Well, take a look here among the peasants and nomads.

On the surface, from the delicate task of baking bread to making butter in a goatskin
to creating beautiful tapestries for trade, all within the harsh elements of their environment make them
the best teachers in the world; and I have had the privilege of indulging in their masterful tutelage. 

The Long Life Ottoman

Wood is one of my favorite materials to create with, which led me to design and create this ottoman, upholstered with a precious woven fabric and golden trim from Iran.
The legs were made out of 2″ x 4″s and glued together in 45 degree angle and the structure was completely a wood dowel joinery.

The finished work is a well designed and solid structure that represents
elegance, beauty and pride in workmanship.

I am grateful for my ability to create it and having it.
It’s size and height is very comfortable and soothing
for the young and old.

The design of this Ottoman was inspired by the Japanese Torii symbol of Shinto Religion; an iconic and mystical symbol of the country of the rising sun. The Japanese Torii have a specific religious meaning and have a canonized structure that signals the transition from the Profane to the Sacred.

    Ikebana  

The way of flower – Pursuit of beauty

One of my earlier fascination with nature led me to indulge in learning the Art of Ikebana, the way of flower, within the same period when I was painting with a Japanese teacher in Japan; an endeavor that contributed to my acculturation with the Asian culture.

Ikebana is an ancient old Buddhist tradition entailing certain spiritual practice of offering flowers to God’s worship. It originated in India and later spread to China and Japan. It is an effortless and harmonious expression of grace, beauty and creativity to place Man in communion with the Divine, merge indoors with outdoors and see beauty in all forms of art to reflect and inspire perfection.

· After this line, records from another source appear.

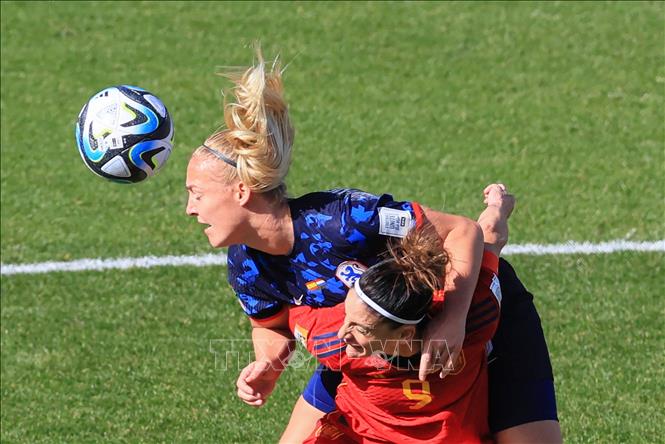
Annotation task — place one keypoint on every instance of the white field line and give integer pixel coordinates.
(220, 258)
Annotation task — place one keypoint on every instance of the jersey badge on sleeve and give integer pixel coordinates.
(392, 222)
(300, 334)
(315, 284)
(349, 272)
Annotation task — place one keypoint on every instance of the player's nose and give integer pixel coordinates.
(190, 209)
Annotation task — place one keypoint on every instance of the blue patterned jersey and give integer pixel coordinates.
(338, 234)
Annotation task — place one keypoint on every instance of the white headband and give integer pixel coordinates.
(361, 294)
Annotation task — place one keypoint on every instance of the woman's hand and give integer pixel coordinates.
(256, 382)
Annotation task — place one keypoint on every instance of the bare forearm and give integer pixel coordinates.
(272, 345)
(463, 240)
(466, 253)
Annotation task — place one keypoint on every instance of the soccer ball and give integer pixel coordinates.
(124, 134)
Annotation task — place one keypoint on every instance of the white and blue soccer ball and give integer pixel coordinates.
(124, 134)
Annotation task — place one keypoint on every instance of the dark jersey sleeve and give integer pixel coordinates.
(366, 217)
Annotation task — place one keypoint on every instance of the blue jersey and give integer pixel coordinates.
(337, 235)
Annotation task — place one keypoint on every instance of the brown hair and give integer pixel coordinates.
(405, 282)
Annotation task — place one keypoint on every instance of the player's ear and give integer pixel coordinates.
(407, 333)
(242, 193)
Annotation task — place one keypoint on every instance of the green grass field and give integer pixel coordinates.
(564, 102)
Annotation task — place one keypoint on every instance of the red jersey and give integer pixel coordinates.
(381, 399)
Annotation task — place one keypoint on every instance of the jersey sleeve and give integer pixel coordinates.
(365, 217)
(251, 288)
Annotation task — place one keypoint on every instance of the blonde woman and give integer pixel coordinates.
(309, 250)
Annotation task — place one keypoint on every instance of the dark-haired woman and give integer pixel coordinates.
(305, 251)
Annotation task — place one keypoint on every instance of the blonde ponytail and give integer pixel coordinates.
(259, 134)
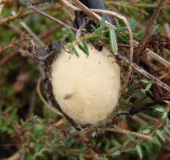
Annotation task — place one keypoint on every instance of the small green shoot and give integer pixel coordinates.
(139, 151)
(102, 25)
(84, 47)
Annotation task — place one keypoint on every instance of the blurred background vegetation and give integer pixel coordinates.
(28, 129)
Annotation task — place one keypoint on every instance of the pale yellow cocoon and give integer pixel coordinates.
(86, 88)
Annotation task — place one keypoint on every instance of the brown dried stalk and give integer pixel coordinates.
(14, 42)
(123, 131)
(146, 37)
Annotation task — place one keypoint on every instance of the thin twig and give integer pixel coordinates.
(146, 74)
(21, 14)
(8, 57)
(50, 17)
(123, 131)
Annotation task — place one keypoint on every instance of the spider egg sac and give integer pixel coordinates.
(86, 88)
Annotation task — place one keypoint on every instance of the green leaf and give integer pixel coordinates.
(75, 51)
(131, 137)
(139, 151)
(83, 49)
(117, 23)
(132, 24)
(96, 37)
(113, 40)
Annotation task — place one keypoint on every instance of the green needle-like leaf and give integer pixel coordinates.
(102, 25)
(72, 36)
(113, 40)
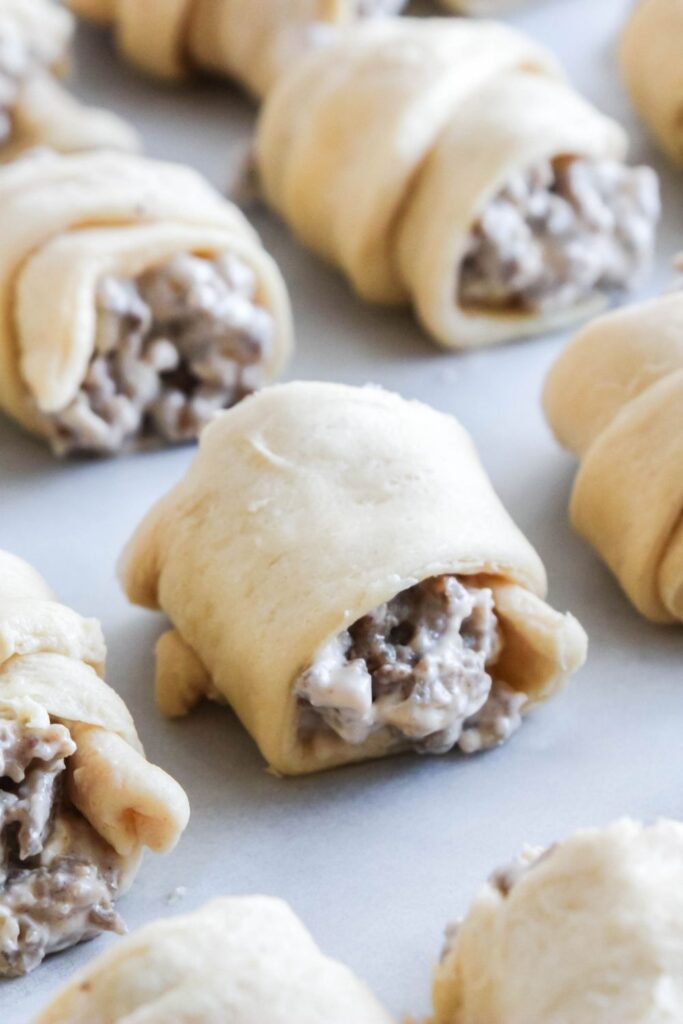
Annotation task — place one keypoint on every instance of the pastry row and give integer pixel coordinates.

One of the spiritual principals of Ikebana is to arrange the flower of your choice 
just the way you desire. Ikebana exhibits many symbolisms. 
When pine and rose are a part of the arrangement, 
it symbolizes youth and long life.

Piety is not a goal, but a means to attain through the purest peace of mind the highest culture.

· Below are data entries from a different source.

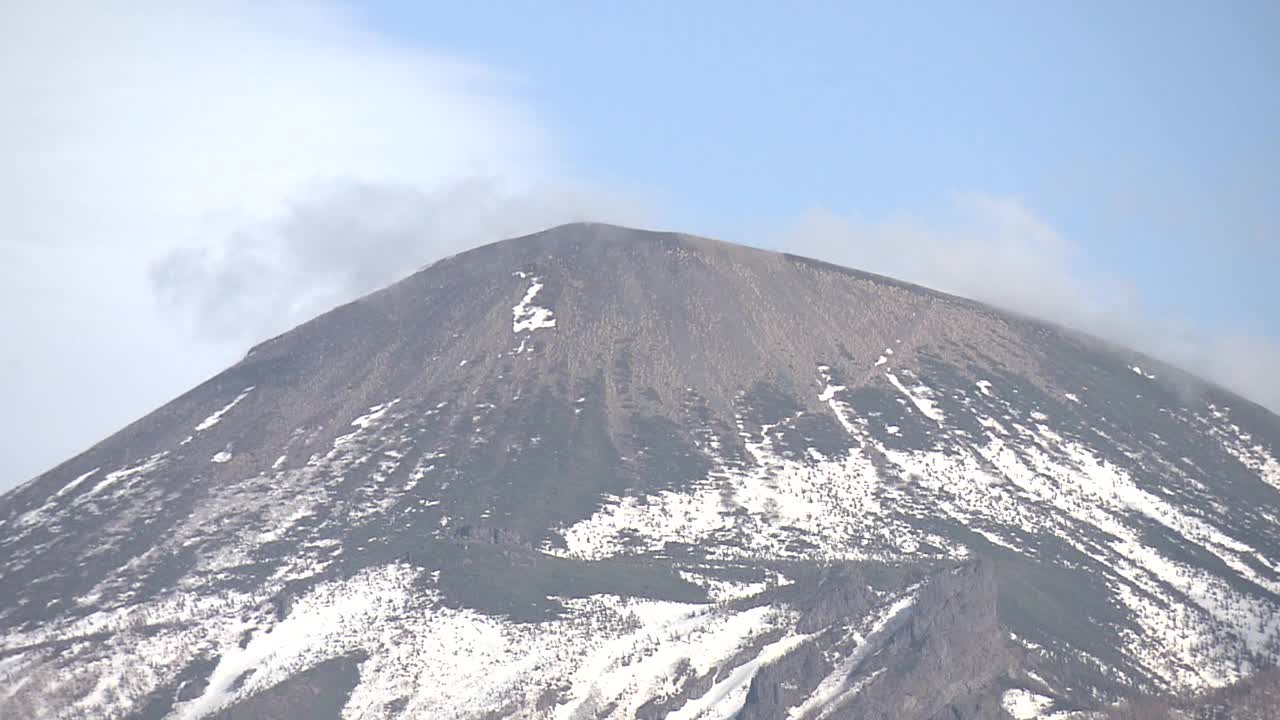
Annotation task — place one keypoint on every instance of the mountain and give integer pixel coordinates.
(607, 473)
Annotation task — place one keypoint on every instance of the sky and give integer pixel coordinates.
(183, 180)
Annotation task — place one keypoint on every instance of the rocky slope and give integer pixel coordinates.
(609, 473)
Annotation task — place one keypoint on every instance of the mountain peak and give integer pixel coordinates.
(616, 473)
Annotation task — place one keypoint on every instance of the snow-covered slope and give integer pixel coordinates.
(604, 473)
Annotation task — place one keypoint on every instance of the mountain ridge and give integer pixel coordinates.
(592, 446)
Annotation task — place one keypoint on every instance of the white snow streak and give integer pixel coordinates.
(216, 417)
(526, 317)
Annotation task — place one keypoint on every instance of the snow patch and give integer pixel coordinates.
(218, 417)
(526, 317)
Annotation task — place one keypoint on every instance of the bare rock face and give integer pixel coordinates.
(608, 473)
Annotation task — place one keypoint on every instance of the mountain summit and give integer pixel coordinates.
(607, 473)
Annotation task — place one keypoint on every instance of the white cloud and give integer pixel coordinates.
(132, 128)
(997, 250)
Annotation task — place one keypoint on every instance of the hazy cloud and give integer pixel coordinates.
(273, 141)
(341, 240)
(995, 249)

Johann Wolfgang von Gpethe
1749-1832
Supreme genius of modern German literature.

Persian Hospitality

With a cuisine among the best in the world.

Anything Worth Doing is Worth Doing it Well!

Here we have fabulous rice dishes, braised lamb shank, slowly cooked
with spices, onions and garlic. Stuffed fish with herbs and walnut and a
few grilled meats. 

Patience and passion are the main ingredients in Persian cooking.
One of the secrets to an incredibly delicious Persian Kabab for example is
to marinate the meat in advance for at least 24 hours in a smooth sauce
made of onion, yogurt, saffron, lemon juice and salt. When they are
placed over the hot grill, the burst of flavors in the air becomes maddening.

You know you are serving your guests with sumptuous food when they insist on taking pictures of your table before touching anything. It is a courteous form of acknowledgment. The final goal of cooking with passion is to entertain your guests by transferring the joy of your creations to the palates of your guests – the ultimate form of sharing with love.

If you knew what I know about the power of sharing, you would not let a single meal pass without sharing it in some way.